A Sunflower's Palette

"Lit" is now listed in my Etsy store - click here to purchase! This was a fun painting to share and teach last Thursday night with my watercolour students. I learned a lot while painting it, and then the challenge was for me to be able to verbalize my process. Painting is such a solitary thing that finding words for how to and why to do what I do can be a challenge. As is apparent from that last sentence.

I did a lot of talking about colour during the class. Yellow flowers can be tricky - almost as hard as painting white flowers - because you need to add shadow and definition without losing the glow of the light, bright yellows.
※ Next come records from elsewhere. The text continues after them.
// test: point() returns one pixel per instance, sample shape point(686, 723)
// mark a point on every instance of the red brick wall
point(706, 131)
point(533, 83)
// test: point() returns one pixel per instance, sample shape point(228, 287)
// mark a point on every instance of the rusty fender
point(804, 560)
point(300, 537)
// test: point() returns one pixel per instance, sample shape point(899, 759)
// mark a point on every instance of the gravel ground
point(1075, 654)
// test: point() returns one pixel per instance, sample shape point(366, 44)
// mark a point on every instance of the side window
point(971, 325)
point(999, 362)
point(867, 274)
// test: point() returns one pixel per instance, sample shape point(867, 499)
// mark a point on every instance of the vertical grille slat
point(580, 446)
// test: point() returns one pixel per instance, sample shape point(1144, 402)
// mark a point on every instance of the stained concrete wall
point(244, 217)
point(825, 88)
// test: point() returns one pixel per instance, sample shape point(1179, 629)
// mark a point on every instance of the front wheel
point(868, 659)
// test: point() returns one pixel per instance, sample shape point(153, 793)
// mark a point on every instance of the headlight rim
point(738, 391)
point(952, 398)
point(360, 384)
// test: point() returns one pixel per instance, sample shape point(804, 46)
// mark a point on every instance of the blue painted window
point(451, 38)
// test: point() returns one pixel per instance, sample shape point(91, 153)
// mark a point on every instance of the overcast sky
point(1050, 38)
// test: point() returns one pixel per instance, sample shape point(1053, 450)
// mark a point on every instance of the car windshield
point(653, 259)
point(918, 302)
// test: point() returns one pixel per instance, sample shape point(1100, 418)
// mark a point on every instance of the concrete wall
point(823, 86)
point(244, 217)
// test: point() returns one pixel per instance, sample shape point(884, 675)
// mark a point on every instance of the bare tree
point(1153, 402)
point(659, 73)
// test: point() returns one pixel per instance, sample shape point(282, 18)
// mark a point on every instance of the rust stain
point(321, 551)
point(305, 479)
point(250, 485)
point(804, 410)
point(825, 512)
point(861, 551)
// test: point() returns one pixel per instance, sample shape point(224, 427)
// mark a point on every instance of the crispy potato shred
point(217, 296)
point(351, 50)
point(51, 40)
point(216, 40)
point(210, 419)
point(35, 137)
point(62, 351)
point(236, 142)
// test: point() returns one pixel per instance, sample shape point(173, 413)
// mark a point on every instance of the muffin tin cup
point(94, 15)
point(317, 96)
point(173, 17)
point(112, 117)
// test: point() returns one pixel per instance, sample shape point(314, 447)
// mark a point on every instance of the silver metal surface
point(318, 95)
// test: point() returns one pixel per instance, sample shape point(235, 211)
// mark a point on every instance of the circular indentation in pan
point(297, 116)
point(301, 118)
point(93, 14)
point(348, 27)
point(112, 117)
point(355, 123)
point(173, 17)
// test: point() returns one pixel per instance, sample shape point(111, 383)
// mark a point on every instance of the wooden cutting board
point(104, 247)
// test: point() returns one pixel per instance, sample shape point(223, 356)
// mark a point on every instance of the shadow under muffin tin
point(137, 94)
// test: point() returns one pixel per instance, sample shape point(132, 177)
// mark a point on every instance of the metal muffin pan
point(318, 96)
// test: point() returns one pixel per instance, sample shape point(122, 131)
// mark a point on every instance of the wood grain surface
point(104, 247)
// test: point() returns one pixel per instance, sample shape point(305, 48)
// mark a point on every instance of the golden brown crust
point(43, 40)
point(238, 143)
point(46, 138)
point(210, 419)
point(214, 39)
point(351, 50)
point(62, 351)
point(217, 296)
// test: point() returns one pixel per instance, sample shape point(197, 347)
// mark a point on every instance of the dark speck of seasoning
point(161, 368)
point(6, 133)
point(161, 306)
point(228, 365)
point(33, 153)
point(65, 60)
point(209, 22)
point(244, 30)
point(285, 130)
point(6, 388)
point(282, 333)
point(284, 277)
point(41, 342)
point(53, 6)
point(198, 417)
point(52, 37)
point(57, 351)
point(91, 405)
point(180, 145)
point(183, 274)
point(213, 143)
And we all know that if you mix blue (most common shadow colour) with yellow, you get green - not a great shadow colour. So, what to do? I solved my problem by remembering my colour wheel. The opposite (complementary colour) of yellow is purple, and so it was to purple I turned to get my most dramatic darks. You can see the purple in the centre of the flower, especially, and there are touches of violet purple in most of the shadow areas.

My main colour palette for this painting:

  • Lemon Yellow
  • New Gamboge
  • Raw Sienna (or Yellow Ochre)
  • Cadmium Orange
  • Burnt Umber (Winsor & Newton's is very red/orange toned)
  • Sap Green
  • Violet
  • Payne's Grey
  • Cobalt Blue

I find the best way to keep all these colours unified is to mix as you go. The petals are mainly New Gamboge/Lemon/Raw Sienna, with the shadows and darker tones alternating warm (burnt umber/cad. orange) and cool (violet/payne's grey). Putting a cool colour in a darker value beside a warm colour makes the warm colour advance.

We didn't finish our painting during class and a number of students were planning to work on theirs at home. I've posted this at their request.